Fluid and Electrolyte Disturbances: Potassium loss, hypokalemic alkalosis, sodium retention


Gastrointestinal: Abdominal distention, elevation in serum liver enzymes levels (usually reversible upon discontinuation), hepatomegaly, hiccups, malaise, nausea, pancreatitis, peptic ulcer with possible perforation and hemorrhage, ulcerative esophagitis


Metabolic: Negative nitrogen balance due to protein catabolism


Musculoskeletal: Aseptic necrosis of femoral and humeral heads, charcot-like arthropathy, loss of muscle mass, muscle weakness, osteoporosis, pathologic fracture of long bones, steroid myopathy, tendon rupture, vertebral compression fractures


Neurological: Arachnoiditis, convulsions, depression, emotional instability, euphoria, headache, increased intracranial pressure with papilledema (pseudo-tumor cerebri) usually following discontinuation of treatment, insomnia, meningitis, neuritis, neuropathy, paraparesis/paraplegia, paresthesia, sensory disturbances, vertigo


Reproductive: Alteration in motility and number of spermatozoa.



Drug Interactions


• Amphotericin B: There have been cases reported in which concomitant use of Amphotericin B and hydrocortisone was followed by cardiac enlargement and congestive heart failure. See Potassium depleting agents.


• Anticholinesterase agents: Concomitant use of anticholinesterase agents and corticosteroids may produce severe weakness in patients with myasthenia gravis. If possible, anticholinesterase agents should be withdrawn at least 24 hours before initiating corticosteroid therapy.


• Anticoagulant agents: Co-administration of corticosteroids and warfarin usually results in inhibition of response to warfarin, although there have been some conflicting reports. Therefore, coagulation indices should be monitored frequently to maintain the desired anticoagulant effect.


• Antidiabetic agents: Because corticosteroids may increase blood glucose concentrations, dosage adjustments of antidiabetic agents may be required.


• Antitubercular drugs: Serum concentrations of isoniazid may be decreased.
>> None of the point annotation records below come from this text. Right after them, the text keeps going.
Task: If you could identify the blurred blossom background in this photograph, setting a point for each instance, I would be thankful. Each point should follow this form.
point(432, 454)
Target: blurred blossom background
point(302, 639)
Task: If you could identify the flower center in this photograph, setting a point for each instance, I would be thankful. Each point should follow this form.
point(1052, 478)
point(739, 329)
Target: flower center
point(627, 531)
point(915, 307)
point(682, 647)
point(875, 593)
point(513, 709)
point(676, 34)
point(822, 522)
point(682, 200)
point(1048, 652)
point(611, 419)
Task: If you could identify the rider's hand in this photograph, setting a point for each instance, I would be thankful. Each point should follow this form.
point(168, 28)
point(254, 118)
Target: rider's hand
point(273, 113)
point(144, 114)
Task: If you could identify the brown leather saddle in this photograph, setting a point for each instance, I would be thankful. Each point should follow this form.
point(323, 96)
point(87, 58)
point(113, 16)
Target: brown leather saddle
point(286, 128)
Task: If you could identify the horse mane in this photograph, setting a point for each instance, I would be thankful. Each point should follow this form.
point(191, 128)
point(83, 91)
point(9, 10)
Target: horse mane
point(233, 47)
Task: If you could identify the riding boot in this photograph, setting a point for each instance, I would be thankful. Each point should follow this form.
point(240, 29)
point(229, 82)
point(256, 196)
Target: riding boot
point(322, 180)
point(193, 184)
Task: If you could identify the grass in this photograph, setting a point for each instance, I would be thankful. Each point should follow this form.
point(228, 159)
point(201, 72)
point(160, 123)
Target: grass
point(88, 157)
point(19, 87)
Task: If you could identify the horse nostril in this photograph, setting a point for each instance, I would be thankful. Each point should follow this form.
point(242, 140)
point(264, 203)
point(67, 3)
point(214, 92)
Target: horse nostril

• CYP 3A4 inducers (e.g., barbiturates, phenytoin, carbamazepine, and rifampin): Drugs such as barbiturates, phenytoin, ephedrine, and rifampin, which induce hepatic microsomal drug metabolizing enzyme activity may enhance metabolism of corticosteroid and require that the dosage of corticosteroid be increased.


• CYP 3A4 inhibitors (e.g., ketoconazole, macrolide antibiotics): Ketoconazole has been reported to decrease the metabolism of certain corticosteroids by up to 60% leading to an increased risk of corticosteroid side effects.


• Cholestyramine: Cholestyramine may increase the clearance of corticosteroids.


• Cyclosporine: Increased activity of both cyclosporine and corticosteroids may occur when the two are used concurrently. Convulsions have been reported with concurrent use.


• Digitalis: Patients on digitalis glycosides may be at increased risk of arrhythmias due to hypokalemia.


• Estrogens, including oral contraceptives: Estrogens may decrease the hepatic metabolism of certain corticosteroids thereby increasing their effect.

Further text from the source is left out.